Create a macro that's named "home_to_bottom" or something. In it, assign the 3 screws independently to the Z, U and V logical drives usingM584 Z2,-1,-1 U4 V5
(read the docs), then assign each one of your lower switches (assuming you have 3) to each of the axes withM574
, then move to the bottom withG1 Z500 U500 V500 S1
. Each screw should stop when it's endstop is hit. Substitute 500 with a sane number for your printer. Then reset the driver assignments withM584 U-1 V-1 Z2:4:5
. Now your homez.g macro file can call this macro first to send the bed to the known bottom endstops, then do what it needs to home to 0 just with the Z logical drive. Then run Auto Bed Compensation. -
You can't get better resolution than 1 full step using independent drivers for each Z motor and stall detection endstops, because of the way that stall detection works; or 4 full steps using a hard stall and no stall detection, because the motor current directions in the windings repeat at intervals of 4 full steps.
-
Thanks everyone. I was able to solve the issue with switching to single stepping. The problem was a) a few missing
M400
in the script and b) I had to update steps per mm (M92
) after changing microstepping.The reason I didn't do the microstepping change was that my
config.d
setsM92
beforeM350
andM350
rescales the steps/mm setting as per the M350 entry in the wiki. This however doesn't seem to work correctly when changing microstepping on the fly (at least from something other than 1/16). This seems like a bug.@dc42 said in Multiple Leadscrew Z Axis Alignment and Microstepping:
You can't get better resolution than 1 full step using independent drivers for each Z motor and stall detection endstops, because of the way that stall detection works; or 4 full steps using a hard stall and no stall detection, because the motor current directions in the windings repeat at intervals of 4 full steps.

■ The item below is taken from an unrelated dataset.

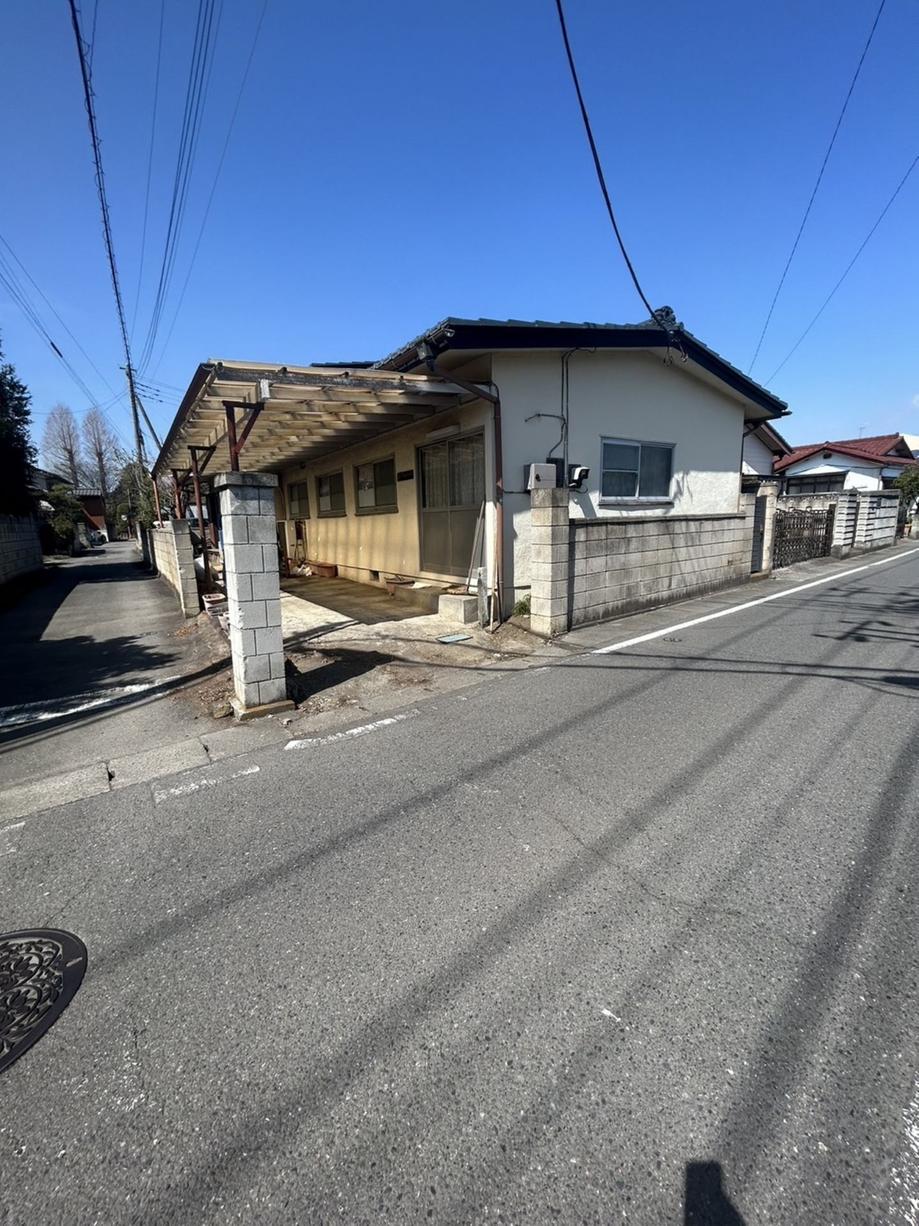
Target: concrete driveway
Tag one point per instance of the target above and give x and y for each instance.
(83, 657)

Thanks. The idea was that I don't need higher resolution – all I'm after is repeatability – but I now realize that the idea of changing to full stepping is broken. For this idea to work one would need a way to put both steppers into the same modulo-4 full step position. As it works now – at the end of a full step stall, the steppers can still be in one unknown out of four possible different positions, and the two steppers connected to the same driver can be misaligned by up to up to 3 steps relative to each other.
Single step stall detection won't work with two steppers connected to the same driver as far as I can tell.

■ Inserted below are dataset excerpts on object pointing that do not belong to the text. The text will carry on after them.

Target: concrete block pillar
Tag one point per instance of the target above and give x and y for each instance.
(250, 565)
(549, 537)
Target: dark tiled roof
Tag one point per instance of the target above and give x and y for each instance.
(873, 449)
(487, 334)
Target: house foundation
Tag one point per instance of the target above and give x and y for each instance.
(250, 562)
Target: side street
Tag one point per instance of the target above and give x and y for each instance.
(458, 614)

It seems like my best option without changing the hardware is probably to move the bed down to the hard stops. Power off the Duet to de-energize the motors and leave the bed with a natural gravity force keeping it in a consistent state. Maybe turn the leadscrews manually to achieve a consistent torque. Then boot the Duet up again which should put everything back in a consistent modulo-4 stepper position and likely (how?) snap into a consistent relative position. A slight improvement might be that after a fresh boot where I know that the steppers are in a known state, I can move the steppers down against the hard stops to stall an amount that corresponds to an even multiplier of a full 4 steps. In my case that would be 0.100 mm. At this point – with some luck – the system should probably be in a mechanically consistent state – until the z motors are turned off at least.
Is this really the best one can do with 2 steppers powered by one driver?
@gtj0 said in Multiple Leadscrew Z Axis Alignment and Microstepping:
You could get away with a Duex2 and I highly recommend it.
That seems to be the only really good option. If stall detection can be tuned to reliably detect single step it should be possible to then get everything aligned properly without microswitches using the full stepping mode. Otherwise I'd add a z min microswitch for each axis and home the bed like a delta printer.
@gtj0 said in Multiple Leadscrew Z Axis Alignment and Microstepping:
Is there a reason you can't use a bed probe?
I'd prefer to not add that complexity. If the bed is sufficiently flat it should be possible to achieve mechanical repeatability.
-
I'd prefer to not add that complexity
6 of one and a half dozen of the other at this point?